Description of the data
My data.frame represents the salary of people living in different cities (city) in different countries (country). city names, country names and salaries are integers. In my data.frame, the variable country is ordered, the variable city is ordered within each country and the variable salary is ordered within each city (and country). There are two additional columns called arg1 and arg2, which contain floats/doubles.
Goal
For each country and each city, I want to consider a window of size WindowSize of salaries and calculate D = sum(arg1)/sum(arg2) over this window. Then, the window slide by WindowStep and D should be recalculated and so on. For example, let's consider a WindowSize = 1000 and WindowStep = 10. Within each country and within each city, I would like to get D for the range of salaries between 0 and 1000 and for the range between 10 and 1010 and for the range 20 and 1020, etc...
At the end the output should be a data.frame associating a D statistic to each window. If a given window has no entry (for example nobody has a salary between 20 and 1020 in country 1, city 3), then the D statistic should be NA.
Note on performance
I will have to run this algorithm about 10000 times on pretty big tables (that have nothing to do with countries, cities and salaries; I don't yet have a good estimate of the size of these tables), so performance is of concern.
Example data
set.seed(84)
country = rep(1:3, c(30, 22, 51))
city = c(rep(1:5, c(5,5,5,5,10)), rep(1:5, c(1,1,10,8,2)), rep(c(1,3,4,5), c(20, 7, 3, 21)))
tt = paste0(city, country)
salary = c()
for (i in unique(tt)) salary = append(salary, sort(round(runif(sum(tt==i), 0,100000))))

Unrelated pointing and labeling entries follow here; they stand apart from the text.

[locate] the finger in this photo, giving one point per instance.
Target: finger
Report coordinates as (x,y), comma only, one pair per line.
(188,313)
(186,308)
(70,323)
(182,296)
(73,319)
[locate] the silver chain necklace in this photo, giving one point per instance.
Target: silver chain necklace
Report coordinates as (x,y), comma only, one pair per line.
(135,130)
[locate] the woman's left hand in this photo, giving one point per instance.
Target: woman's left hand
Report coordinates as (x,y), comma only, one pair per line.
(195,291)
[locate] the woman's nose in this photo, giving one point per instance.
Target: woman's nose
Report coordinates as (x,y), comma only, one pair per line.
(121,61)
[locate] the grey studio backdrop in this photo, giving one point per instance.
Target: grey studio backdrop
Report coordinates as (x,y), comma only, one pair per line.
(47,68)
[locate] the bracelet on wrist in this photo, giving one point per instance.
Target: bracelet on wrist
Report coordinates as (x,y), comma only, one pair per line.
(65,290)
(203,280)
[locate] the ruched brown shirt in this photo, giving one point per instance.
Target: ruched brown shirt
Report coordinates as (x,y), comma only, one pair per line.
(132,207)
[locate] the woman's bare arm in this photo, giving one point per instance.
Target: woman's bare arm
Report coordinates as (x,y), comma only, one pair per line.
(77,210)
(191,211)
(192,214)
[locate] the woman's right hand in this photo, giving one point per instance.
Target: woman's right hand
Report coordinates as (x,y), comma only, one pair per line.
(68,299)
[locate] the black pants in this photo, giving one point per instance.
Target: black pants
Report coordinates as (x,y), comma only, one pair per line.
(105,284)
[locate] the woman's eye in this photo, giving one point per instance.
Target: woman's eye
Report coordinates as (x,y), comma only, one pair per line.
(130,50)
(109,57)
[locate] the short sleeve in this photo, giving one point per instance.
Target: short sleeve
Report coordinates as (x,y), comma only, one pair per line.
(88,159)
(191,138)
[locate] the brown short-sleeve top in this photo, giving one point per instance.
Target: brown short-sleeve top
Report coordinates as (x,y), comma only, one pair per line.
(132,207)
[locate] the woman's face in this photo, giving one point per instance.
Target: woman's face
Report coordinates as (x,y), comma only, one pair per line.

arg1 = rnorm(length(country), 1, 1)
arg2 = rnorm(length(country), 1, 1)
dt = data.frame(country = country, city = city, salary = salary, arg1 = arg1, arg2 = arg2)
head(dim)
country city salary arg1 arg2
1 1 1 22791 -1.4606212 1.07084528
2 1 1 34598 0.9244679 1.19519158
3 1 1 76411 0.8288587 0.86737330
4 1 1 76790 1.3013056 0.07380115
5 1 1 87297 -1.4021137 1.62395596
6 1 2 12581 1.3062181 -1.03360620
With this example, if windowSize = 70000 and windowStep = 30000, the first values of D are -0.236604 and 0.439462 which are the results of sum(dt$arg1[1:2])/sum(dt$arg2[1:2]) and sum(dt$arg1[2:5])/sum(dt$arg2[2:5]), respectively.